The risk of developing moyamoya syndrome is highest for patients who are irradiated for tumors typically located around the circle of Willis where the moyamoya pathognomonic vascular changes occur, such as optic glioma, craniopharyngioma, and germ cell tumors23). Optic glioma is of particular interest. According to the study mentioned above, in the 12 moyamoya syndrome patients, 10 patients received radiation for an optic glioma48). Many optic gliomas develop on the NF-1 background. NF-1 is an independent risk factor for moyamoya syndrome33). Therefore, there is an additive or even synergistic risk for moyamoya vasculopathy if these factors, which include NF-1, optic glioma, and irradiation, are combined in the same patient. There seems to present a dose-response relationship between radiation and moyamoya syndrome with increasing risks with escalating radiation dosage, especially over 50 Gy48). It is noteworthy that NF-1 patients are vulnerable to lower dose radiation. In a study of 54 patients with radiation-induced moyamoya syndrome, the average radiation dose was 46.5 Gy for NF-1 patients and 58.1 Gy for patients without NF-18). Radiation-induced moyamoya syndrome occurs predominantly in children. Studies suggested that younger age at the time of irradiation increased the risk of moyamoya syndrome8,33). The time interval between irradiation and moyamoya symptoms onset is 2-5 years, but it is highly variable33,48).

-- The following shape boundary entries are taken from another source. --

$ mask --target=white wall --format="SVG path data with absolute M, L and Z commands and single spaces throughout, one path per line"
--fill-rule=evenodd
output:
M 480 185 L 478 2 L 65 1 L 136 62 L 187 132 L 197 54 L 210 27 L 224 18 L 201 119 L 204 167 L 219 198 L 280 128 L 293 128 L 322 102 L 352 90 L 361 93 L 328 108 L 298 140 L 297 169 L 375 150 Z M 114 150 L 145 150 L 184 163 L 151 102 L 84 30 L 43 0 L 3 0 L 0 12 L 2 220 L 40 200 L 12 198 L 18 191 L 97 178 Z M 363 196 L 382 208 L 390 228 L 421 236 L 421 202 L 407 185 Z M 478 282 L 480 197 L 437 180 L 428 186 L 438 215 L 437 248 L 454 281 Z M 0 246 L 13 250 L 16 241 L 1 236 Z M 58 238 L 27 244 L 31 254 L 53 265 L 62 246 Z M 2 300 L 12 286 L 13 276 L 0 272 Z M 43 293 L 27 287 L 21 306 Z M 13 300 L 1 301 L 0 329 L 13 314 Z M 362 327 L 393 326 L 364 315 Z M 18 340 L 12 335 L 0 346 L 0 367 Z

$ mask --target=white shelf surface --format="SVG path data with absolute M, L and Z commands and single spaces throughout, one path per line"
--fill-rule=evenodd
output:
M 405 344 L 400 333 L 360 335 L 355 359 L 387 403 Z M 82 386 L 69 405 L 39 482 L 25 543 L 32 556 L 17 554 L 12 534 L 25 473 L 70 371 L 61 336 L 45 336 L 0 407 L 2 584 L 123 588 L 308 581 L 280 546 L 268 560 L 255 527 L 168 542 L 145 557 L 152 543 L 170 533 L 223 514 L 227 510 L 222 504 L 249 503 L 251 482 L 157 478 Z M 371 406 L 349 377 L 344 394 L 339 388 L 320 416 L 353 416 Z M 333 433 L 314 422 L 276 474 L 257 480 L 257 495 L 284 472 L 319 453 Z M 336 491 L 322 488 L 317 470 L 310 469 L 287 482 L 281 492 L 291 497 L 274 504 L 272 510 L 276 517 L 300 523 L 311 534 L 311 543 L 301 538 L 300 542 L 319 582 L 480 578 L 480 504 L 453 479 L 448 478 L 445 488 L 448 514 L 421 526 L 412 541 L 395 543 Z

Exploration of moyamoya syndrome can provide us with a different insight into moyamoya disease pathogenesis. It also confers a clinically valuable guide to manage the tricky diseases associated with moyamoya syndrome. And more importantly, many of the associated conditions were often weirdly interrelated. The interrelationship of NF-1, optic glioma, and irradiation is one example, and the immunological hypothesis binding Down syndrome, Graves' disease, and moyamoya disease together is another. More comprehensive epidemiological, genetic, and clinical studies will reveal the unknown facts and hidden links connecting all moyamoya-like vascular phenomena in the future.
This research was supported by a grant of the Korea Health Technology R&D Project through the Korea Health Industry Development Institute (KHIDI), funded by the Ministry of Health & Welfare, Republic of Korea (grant number: HI12C0066) and a grant [No. 0320140410 (2014-1219)] from the Seoul National University Hospital.